CCAAT/enhancer-binding protein β (C/EBP β), also known as transcriptional activator protein (LAP), is overexpressed in diverse tumor cell lines and in tumor-associated myeloid-derived suppressor cells (MDSCs). MDSCs comprise a subset of innate immune cells that are active in adaptive immunity and generate immunodepression.13 Overexpression of C/EBPβ promotes cell invasiveness and migration, NF-κB translocation, and epithelial-mesenchymal transition, reduced E-cadherin, and increased vimentin expression in 786-O human renal carcinoma cells. Under expression has the opposite effects.14 Additionally, C/EBPβ and TNIP1 expression are negatively correlated, consistent with C/EBPβ as a target of and directly regulated by TNIP1.11 This study investigated TNIP1 as a tumor-suppressor in ccRCC via targeting of C/EBPβ.
Materials And Methods
Patients And Tumor Tissues
Human primary ccRCC tumor tissues and adjacent normal control tissues were collected from 40 patients at the Department of Urology of the Ninth Hospital of Xi’an, Xi’an, Shaanxi, China. Thirty-three were men and seven were women. The mean age was 55.4 years (range, 44–70 years). The diagnosis was pathologically confirmed, all eligible patients had been treated by nephrectomy and none had received any treatment before surgery. The tissues were immediately snap-frozen in liquid nitrogen after resection and stored at −80°C until RNA and protein extraction and immunohistochemical (IHC) staining of TNIP1 and C/EBPβ. Patient sex, age, extent of tumor differentiation, Fuhrman stage, tumor stage, lymphatic metastasis, and postoperative recurrence, were retrieved from their medical records. The study was approved by the institutional Clinical Ethical Committee of the Ninth Hospital of Xi’an, Xi’an and was conducted following the ethical guidelines of the Declaration of Helsinki. All enrolled patients provided written informed consent before the start of the study.
Cell Culture
OS-RC-2, 786-O, 769-P, Caki-1, and Caki-2 human ccRCC cell lines and the HK-2 human proximal tubule cells that were used as a control were obtained from the Cell Bank of Chinese Academy of Sciences (Shanghai, China). The cells were grown in Dulbecco’s modified Eagle’s medium, Sigma, St Louis, USA) or Roswell Park Memorial Institute (RPMI) 1640 medium (Invitrogen, Shanghai, China), with 10% fetal bovine serum (FBS; Gibco) and 1% (v/v) penicillin/streptomycin (Gibco; Thermo Fisher Scientific, Inc.) and maintained in a humidified 5% CO2 atmosphere at 37°C.
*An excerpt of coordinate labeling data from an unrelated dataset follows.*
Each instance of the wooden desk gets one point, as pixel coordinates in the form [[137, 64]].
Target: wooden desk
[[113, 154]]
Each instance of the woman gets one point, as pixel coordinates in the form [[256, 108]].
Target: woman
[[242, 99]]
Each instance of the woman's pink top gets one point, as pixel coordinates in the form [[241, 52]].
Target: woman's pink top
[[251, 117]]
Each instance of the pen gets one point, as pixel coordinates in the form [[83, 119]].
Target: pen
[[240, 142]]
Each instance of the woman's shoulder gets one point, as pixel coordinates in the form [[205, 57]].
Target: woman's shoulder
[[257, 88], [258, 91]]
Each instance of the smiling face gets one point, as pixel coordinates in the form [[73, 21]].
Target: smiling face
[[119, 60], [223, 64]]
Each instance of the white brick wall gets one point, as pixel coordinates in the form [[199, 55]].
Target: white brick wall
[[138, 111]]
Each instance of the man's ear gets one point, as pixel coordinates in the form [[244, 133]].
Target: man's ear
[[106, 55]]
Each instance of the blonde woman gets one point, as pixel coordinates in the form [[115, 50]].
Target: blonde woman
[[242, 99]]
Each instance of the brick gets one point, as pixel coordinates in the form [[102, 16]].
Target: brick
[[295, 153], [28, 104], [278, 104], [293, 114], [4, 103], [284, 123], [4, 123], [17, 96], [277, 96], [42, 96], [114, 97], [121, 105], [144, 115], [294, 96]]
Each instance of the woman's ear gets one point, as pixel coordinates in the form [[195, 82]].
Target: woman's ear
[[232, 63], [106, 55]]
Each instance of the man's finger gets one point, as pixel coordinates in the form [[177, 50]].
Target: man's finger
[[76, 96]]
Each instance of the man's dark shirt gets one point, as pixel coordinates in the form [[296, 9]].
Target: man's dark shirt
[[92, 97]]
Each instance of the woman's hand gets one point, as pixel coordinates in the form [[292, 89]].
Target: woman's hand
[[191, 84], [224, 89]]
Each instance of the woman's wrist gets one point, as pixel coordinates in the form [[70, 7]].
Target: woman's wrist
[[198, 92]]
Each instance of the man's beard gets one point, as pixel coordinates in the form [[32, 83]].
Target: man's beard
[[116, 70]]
RNA Interference And Transfection Assay
TNIP1 overexpression was induced in 786-O by transfection of a pcDNA3.1 plasmid vector. Transfection was performed by seeding 1x106 cells in each well of a 6-well plate, adding 1.5 µg TNIP1 cDNA and transfected the cells with an E.Z.N.A Endo-free plasmid DNA Maxi Kit (Biology co., Ltd. Zhejiang, China) and Lipofectamine 2000 (Invitrogen, USA) for 24 h at 37°C. An empty vector was the control. Short hairpin (sh)RNAs against human TNIP1 (NM_006058.4, Shanghai Sunbio, Shanghai, China), was used to knockdown TNIP1. The sequences were sense: 5′-ccgg GAT GAG AAG GCA AGA GAA CTC GAG TTC TCT TGC CTT CTC CTC ATC TTT TTTg-3′, antisense: 5′-aat tca aaa aaG ATG AGG AGA AGG CAA GAG AAC TCG AGT TCT CTT GCC TTC TCC TCA TC-3′. The sequences of the negative control shRNA were sense: 5′- Ccgg TTC TCC GAA CGT GTC ACG TTT CAA GAG AAC GTG ACA CGT TCG GAG AAT TTT Tg-3′, antisense: 5′- aat tca aaa aTT CTC CGA ACG TGT CAC GTT CTC TTG AAA CGT GAC ACG TTC GGA GAA-3′. pMagic 4.1 lentiviral vectors accompanied by TNIP1 shRNAs or negative control shRNAs were inserted into recombinant TNIP1 (rTNIP1). The recombinant lentiviral vectors, pHelper vector 1.0 and pHelper vector 2.0, were cotransfected into 293T cells using a transfection reagent (Shanghai Sunbio). The lentiviral particles were adapted to infect 786-O cells following the kit manufacturer’s instructions. The construction of 786-O cells that under expressed TNIP1 was previously described by Chen et al.11 To silence C/EBPβ in 786-O cells, C/EBPβ siRNAs (oligonucleotide sequence 5′-CGT GGT GTT ATT TAA AGA A-3′) and a nonsilencing siRNA negative control (5′-TTC TCC GAA CGT GTC ACG T-3′), were constructed from the full length human C/EBPβ cDNA sequence (NM_005194, Shanghai Genechem Co. Ltd., Shanghai, China). Transfection was with Lipofectamine 2000 (Invitrogen, USA). The construction of 786-O cells that underexpressed C/EBPβ was previously described by Chen et al.11
TNIP1 And C/EBPβ Immunohistochemical (IHC) Staining
Immunohistochemical staining for TNIP1 and C/EBPβ were performed and described according to previously reported studies.15–17 Briefly, formaldehyde-fixed paraffin-embedded ccRCC tumor tissues and the paired control tissues were sectioned at 3 µm. The sections were deparaffinized in xylene for 25 min and rehydrated in 100, 100, 95, 85, and 75% ethanol for 5 min, respectively. Antigen retrieval treatment was done in 0.01M citrate buffer in a microwave oven for 3 min at high power and 10 min at low power, and endogenous peroxidase was blocked by incubation in 3% H2O2 for 10 mins at room temperature. Then, the sections were washed in PBS solution subsequent and blocked with 10% goat serum (ZhongShanBiotechnology, China) for 30 min, followed by incubation with primary mice anti-human TNIP1 (1:200; eBioscience) and anti-C/EBPβ antibody (1:250; sc-150, Santa Cruz Biotechnology) overnight at 4 ◦C. The sections were washed in PBS solution three times and incubated with a HRP-conjugated secondary antibody for 30 min at room temperature. All slides were counterstained diaminobenzidine (DAB) solution and 20% hematoxylin, and dehydrated. Immunohistochemical staining tissue sections were reviewed and scored by two independent pathologists. The score was calculated according to the proportion of stained tumor cells and intensity of cellular staining according to previous study.17 The final score was ranged from 0 to 12 scores.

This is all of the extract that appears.